Taxidermy Memories

            I tell Miss Johnson’s head-like-a-space-alien chihuahua that she’s sweeter than cotton candy. Glancing at my clipboard, I realize the flattery was meant for Mr. Smith’s Irish setter. Whoops. Luckily, the two gone but not forgotten pets reside in the same freeze dryer, a five-foot-by-two-foot metal box resembling an oversized washing machine.
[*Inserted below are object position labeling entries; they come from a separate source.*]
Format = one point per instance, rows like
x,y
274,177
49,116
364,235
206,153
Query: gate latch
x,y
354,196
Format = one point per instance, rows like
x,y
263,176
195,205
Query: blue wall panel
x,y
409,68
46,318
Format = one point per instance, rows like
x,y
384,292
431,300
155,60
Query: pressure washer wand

I apologize for my mistake then deliver the correct message to the correct pooch.

            To make sure they can hear me over the humming engines, I stand only a few inches from the circular plastic window splitting their frozen world from my movable one. I don’t like classifying things as living or dead. Experiences make up life, right? Doesn’t everything, inanimate or not, have experiences? When I head out the door each morning, my house doesn’t disappear. Dust still collects on the furniture. Light still shines through the windows. And just because my belongings can’t get up and communicate this doesn’t mean these things didn’t happen.

            This same logic applies to all the animals inside the freeze dryers. To their owners, they’ll inhabit a space in-between. To their owners, the animals are as movable as they let the past make them.
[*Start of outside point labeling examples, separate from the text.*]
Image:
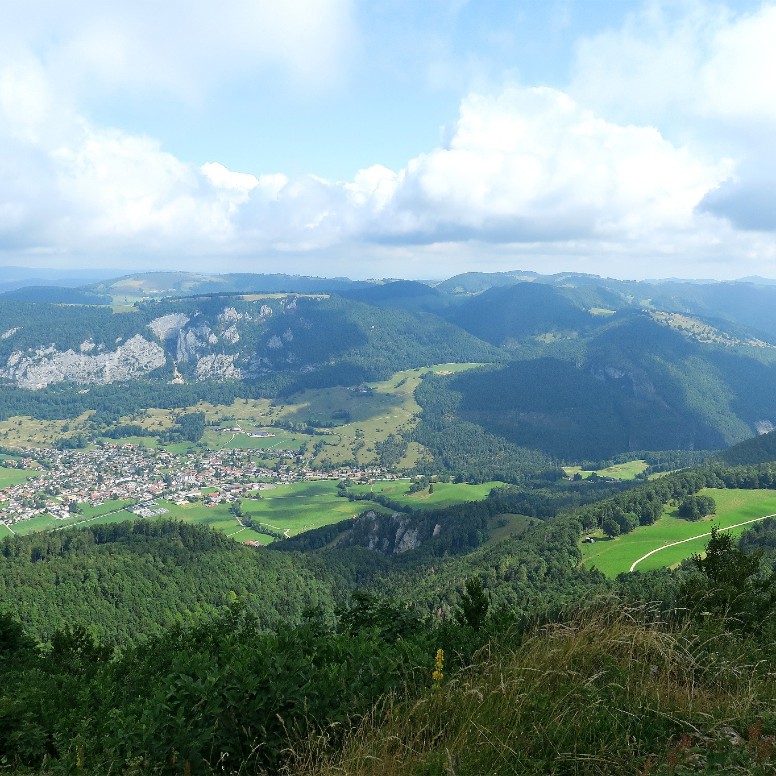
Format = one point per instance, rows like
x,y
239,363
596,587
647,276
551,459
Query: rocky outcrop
x,y
390,534
217,367
45,366
168,326
231,335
            “Be seeing you soon, darling,” I say to Mr. Moore’s rainbow calico, continuing my rounds.

            The best part of this job is talking to the animals. Whenever business slows and there’s nothing to do, I roll my chair back here and just talk. We discuss everything from politics to what movies to go see. However, one subject we always seem to touch on is my love life. Of course, the animals don’t really speak. There aren’t any barks or meows. But what’s the harm in pretending?   

            Ruff, it’s time to move on, to find love again. What about the cashier at the grocery store? She was definitely flirting with you. You should ask her out.

            Purr, darling, don’t take advice from a dog. A dog’s love is suffocating and needy. Cat’s love themselves first then dish out whatever’s left.

            Ruff, how can you love yourself without knowing love? Love doesn’t bend to your convenience, doesn’t wait around until you get bored or lonely.

            Purr, oh what do you know?

            Ruff, I know he’s starved for someone to pet him and say good boy.

            The alarm on the freeze dryer behind me buzzes. I turn around, and Mrs. Miller’s pug, a compressed creature with a body like an accordion and a face like a fighter who’s taken one too many punches, greets me. With my index finger, I tap the thermometer built into the unit. The red arrow slightly fluctuates before stopping at 10 degrees.

            “Looks like you’re ready to come out.”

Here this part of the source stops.